TheophileBlard / french-sentiment-analysis-with-bert

How good is BERT ? Comparing BERT to other state-of-the-art approaches on a French sentiment analysis dataset
MIT License
146 stars 35 forks source link

applied to tweets #2

Closed ghost closed 4 years ago

ghost commented 4 years ago

Hi again,

Hope you are all well again !

Wanted to know if this sentiment analysis could be applied to tweets, and how ?

Have a great week-end !

Cheers, Luc

TheophileBlard commented 4 years ago

Sure, you can do sentiment analysis on tweets !

You will need a large dataset of tweets in French language with their corresponding polarity. This is the most difficult part. As you can see here, I automated the annotating process for film reviews. Maybe you can also do it for tweets. You might want to take a look at this projet, where they use emojis to annotate tweets.

You can also try to directly use my models, even if they are trained on movie reviews. As I show here, they can achieve state-of-the-art performances on other domains, such as books or music reviews. But if you want to evaluate the performance of your models, you will still need data...

I close this issue for now, but feel free to re-open it if you have issues using your own dataset on my code.

ghost commented 4 years ago

Just re-opening for a quick question about FlauBERT, have you tried it https://github.com/getalp/Flaubert ? Do you think that will work better than CamemBERT ?

TheophileBlard commented 4 years ago

Just re-opening for a quick question about FlauBERT, have you tried it https://github.com/getalp/Flaubert ? Do you think that will work better than CamemBERT ?

I didn't try FlauBERT because there is no pre-trained model available in the transformers library for Tensorflow (only PyTorch). However, I evaluated my CamemBERT model on the FLUE benchmark, that was released alongside FlauBERT.
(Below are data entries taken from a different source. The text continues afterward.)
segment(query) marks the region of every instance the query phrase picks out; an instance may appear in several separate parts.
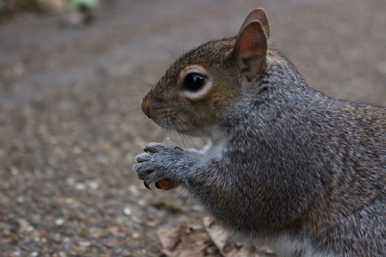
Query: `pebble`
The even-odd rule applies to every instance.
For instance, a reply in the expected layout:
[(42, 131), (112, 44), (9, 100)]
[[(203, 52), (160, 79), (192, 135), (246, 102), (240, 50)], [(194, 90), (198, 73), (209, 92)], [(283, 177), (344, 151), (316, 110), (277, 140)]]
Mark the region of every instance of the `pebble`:
[(63, 218), (59, 218), (55, 220), (55, 223), (58, 226), (61, 226), (64, 223), (64, 219)]
[(127, 215), (128, 216), (130, 216), (131, 215), (131, 209), (130, 207), (125, 207), (123, 210), (123, 212), (125, 215)]
[(88, 186), (91, 189), (98, 189), (99, 187), (99, 184), (96, 181), (92, 181), (88, 183)]

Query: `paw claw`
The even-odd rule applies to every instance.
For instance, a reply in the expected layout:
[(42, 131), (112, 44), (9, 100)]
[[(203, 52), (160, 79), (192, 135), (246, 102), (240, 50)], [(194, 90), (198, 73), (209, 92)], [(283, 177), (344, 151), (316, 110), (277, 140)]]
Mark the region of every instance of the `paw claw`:
[(150, 187), (149, 186), (149, 184), (146, 181), (144, 181), (144, 184), (145, 185), (145, 187), (149, 189), (149, 190), (153, 190), (150, 188)]

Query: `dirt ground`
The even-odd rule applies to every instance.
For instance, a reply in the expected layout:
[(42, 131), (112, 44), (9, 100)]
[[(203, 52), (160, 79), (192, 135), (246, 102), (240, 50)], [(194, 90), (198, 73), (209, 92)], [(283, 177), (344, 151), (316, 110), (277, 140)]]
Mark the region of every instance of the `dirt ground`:
[[(30, 13), (0, 24), (2, 256), (158, 256), (163, 234), (199, 229), (194, 199), (148, 190), (132, 171), (166, 135), (139, 102), (173, 56), (235, 34), (259, 7), (313, 87), (386, 105), (384, 0), (106, 0), (87, 25)], [(168, 254), (218, 256), (201, 241)]]

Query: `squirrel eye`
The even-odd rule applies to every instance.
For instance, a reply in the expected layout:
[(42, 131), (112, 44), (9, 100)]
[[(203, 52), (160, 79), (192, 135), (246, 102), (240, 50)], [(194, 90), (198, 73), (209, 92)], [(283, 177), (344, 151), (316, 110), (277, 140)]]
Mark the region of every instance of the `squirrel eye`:
[(192, 73), (188, 74), (185, 78), (184, 86), (191, 90), (200, 89), (204, 85), (205, 78), (198, 74)]

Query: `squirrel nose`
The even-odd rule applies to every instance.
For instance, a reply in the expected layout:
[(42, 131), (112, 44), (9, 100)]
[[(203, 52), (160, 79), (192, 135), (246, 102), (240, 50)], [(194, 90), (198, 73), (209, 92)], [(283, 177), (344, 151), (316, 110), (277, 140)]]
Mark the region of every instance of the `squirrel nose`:
[(151, 119), (151, 117), (150, 117), (150, 110), (149, 108), (149, 103), (145, 98), (144, 98), (141, 101), (141, 108), (142, 109), (142, 111), (145, 113), (145, 115), (147, 116), (149, 119)]

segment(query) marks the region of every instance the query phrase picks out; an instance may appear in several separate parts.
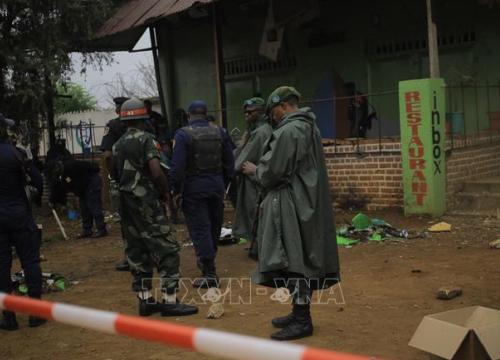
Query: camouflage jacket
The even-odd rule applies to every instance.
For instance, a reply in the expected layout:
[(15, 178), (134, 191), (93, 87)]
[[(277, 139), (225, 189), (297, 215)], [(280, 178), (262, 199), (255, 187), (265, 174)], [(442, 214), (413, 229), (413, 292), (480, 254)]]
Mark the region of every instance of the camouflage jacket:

I advise you to read CamemBERT and FlauBERT papers. They are both short and easy to understand. Table 3 of the FlauBERT paper compare FlauBERT and CamemBERT performance on the FLUE text classification task (which is sentiment analysis). As you can see, FlauBERT (Base) is not better than CamemBERT. FlauBERT (Large) stands out, but it is very large (can't be loaded in a single GPU), and it's not available (yet) in the transformers library.

image

My only advise is to try both models on your data, and compare performance.